Objective: Understand the structure of the Platonic solids through dance.

Materials: Six loops of rope, approximately 15 feet of rope for each, ideally two each of three colors. Ten dancers.

The Dr. Schaffer and Mr. Stern Dance Ensemble pioneered these techniques for creating polyhedra and other figures using loops of rope and cooperating dancers.

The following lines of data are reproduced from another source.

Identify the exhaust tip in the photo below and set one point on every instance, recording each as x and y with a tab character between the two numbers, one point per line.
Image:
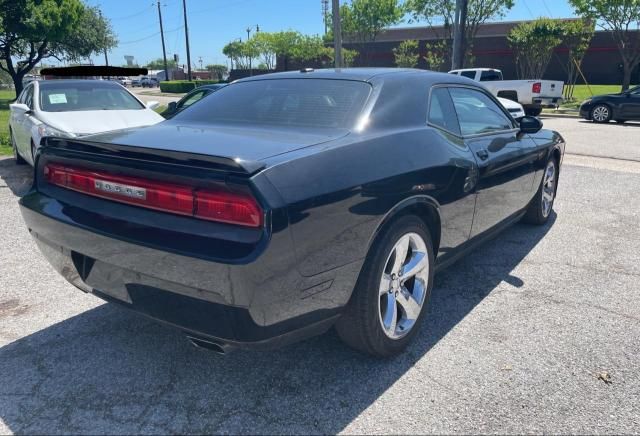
208	345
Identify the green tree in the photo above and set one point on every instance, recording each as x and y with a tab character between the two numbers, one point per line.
533	43
218	70
33	30
407	54
438	13
622	19
577	35
158	64
362	20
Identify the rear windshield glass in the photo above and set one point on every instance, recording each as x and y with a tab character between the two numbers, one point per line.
283	102
85	96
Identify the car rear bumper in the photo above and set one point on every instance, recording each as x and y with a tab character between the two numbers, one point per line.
262	304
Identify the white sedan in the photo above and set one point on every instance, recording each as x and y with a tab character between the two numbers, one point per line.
72	108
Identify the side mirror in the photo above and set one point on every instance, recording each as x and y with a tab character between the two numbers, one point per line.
20	107
530	125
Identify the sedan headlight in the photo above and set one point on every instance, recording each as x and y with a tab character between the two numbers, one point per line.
46	130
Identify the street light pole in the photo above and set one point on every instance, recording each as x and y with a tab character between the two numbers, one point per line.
164	52
337	33
186	35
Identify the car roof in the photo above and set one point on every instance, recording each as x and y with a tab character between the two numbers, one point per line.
359	74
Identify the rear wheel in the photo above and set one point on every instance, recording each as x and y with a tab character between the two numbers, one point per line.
16	154
601	114
392	292
541	206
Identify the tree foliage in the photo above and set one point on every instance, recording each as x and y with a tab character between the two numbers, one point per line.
33	30
438	13
407	54
622	19
577	36
533	43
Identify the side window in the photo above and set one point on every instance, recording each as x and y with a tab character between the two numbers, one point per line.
490	76
478	113
195	97
28	98
441	111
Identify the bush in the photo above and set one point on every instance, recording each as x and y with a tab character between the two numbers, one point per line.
182	86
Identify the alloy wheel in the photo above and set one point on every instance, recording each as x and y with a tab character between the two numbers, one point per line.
548	188
600	114
403	285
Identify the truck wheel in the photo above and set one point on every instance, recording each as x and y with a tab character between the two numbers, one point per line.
533	111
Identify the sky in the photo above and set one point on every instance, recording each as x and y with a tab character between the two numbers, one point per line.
213	23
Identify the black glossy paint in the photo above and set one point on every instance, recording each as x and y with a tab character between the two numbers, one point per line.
326	195
625	106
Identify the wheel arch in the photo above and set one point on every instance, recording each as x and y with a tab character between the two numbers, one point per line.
424	207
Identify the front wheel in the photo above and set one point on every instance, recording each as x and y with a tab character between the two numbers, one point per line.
541	206
392	292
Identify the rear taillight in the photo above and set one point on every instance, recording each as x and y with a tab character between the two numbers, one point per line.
213	205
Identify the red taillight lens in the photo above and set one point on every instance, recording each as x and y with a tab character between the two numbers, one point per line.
222	206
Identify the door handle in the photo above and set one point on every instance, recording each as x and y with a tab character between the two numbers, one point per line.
482	154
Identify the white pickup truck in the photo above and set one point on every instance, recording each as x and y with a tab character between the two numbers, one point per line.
533	95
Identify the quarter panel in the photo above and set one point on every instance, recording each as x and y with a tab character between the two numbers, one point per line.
338	197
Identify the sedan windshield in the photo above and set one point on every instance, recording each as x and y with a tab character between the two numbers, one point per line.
85	96
283	102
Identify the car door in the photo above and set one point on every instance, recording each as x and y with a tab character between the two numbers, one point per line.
505	157
631	105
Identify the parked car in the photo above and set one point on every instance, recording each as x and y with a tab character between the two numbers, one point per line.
70	109
533	95
621	107
515	109
287	203
190	98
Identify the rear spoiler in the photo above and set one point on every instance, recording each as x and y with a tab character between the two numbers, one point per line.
62	146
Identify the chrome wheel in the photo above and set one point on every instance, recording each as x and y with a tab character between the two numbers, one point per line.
548	188
600	114
403	285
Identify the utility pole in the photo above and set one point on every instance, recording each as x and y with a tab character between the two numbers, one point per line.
164	52
459	43
337	33
186	35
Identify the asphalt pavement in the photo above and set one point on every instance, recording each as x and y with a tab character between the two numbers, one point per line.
535	332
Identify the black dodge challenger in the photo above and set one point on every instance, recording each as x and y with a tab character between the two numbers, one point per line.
285	204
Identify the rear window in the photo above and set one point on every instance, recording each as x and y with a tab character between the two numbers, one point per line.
85	96
283	102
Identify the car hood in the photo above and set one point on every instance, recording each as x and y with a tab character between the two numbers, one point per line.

## Tetrahedron and Octahedron

• For two people: Practice making the tetrahedron as described in the first half of Polyhedra on a shoe string.
• For three people: Make the tetrahedron from part 1, then add a third person to make a 4-simplex, pentagram, and octahedron as in the video.

## Octaflex

• For four people, described in Octaflex: make an octahedron, come together to make a tetrahedron, and then a cube.

## String Quartet

• For four people, described in String quartet: From a triangle, make a tetrahedron, octahedron, six-pointed star, and then a cube.

## Platonic Ensemble

For ten people:

• Begin with six people forming an octahedron from six loops in pairs. Each pair of loops forms one of the three square 'equators' of the octahedron. Each person holds one vertex, so that each person is touching four loops.
• Each person now spreads their hands, taking two parallel loops apart and forming an icosahedron. Six of the edges of the icosahedron are doubled. These six edges form the short sides of a set of three golden rectangles that can fit inside the icosahedron, as shown here: • There are now eight triangles whose edges have only single ropes. Each of these triangles needs to be pinched so that the midpoints of the three edges come together to make a new vertex. Four additional people can do this, each person pinching two of these triangles. This forms a dodecahedron with 20 vertices, and all twenty hands are needed to support it.
• The original six people release their holds, leaving four people supporting the vertices of a cube. Each loop will be one square face of the cube, each edge will be doubled.
• Each person releases a single hand, forming the tetrahedron.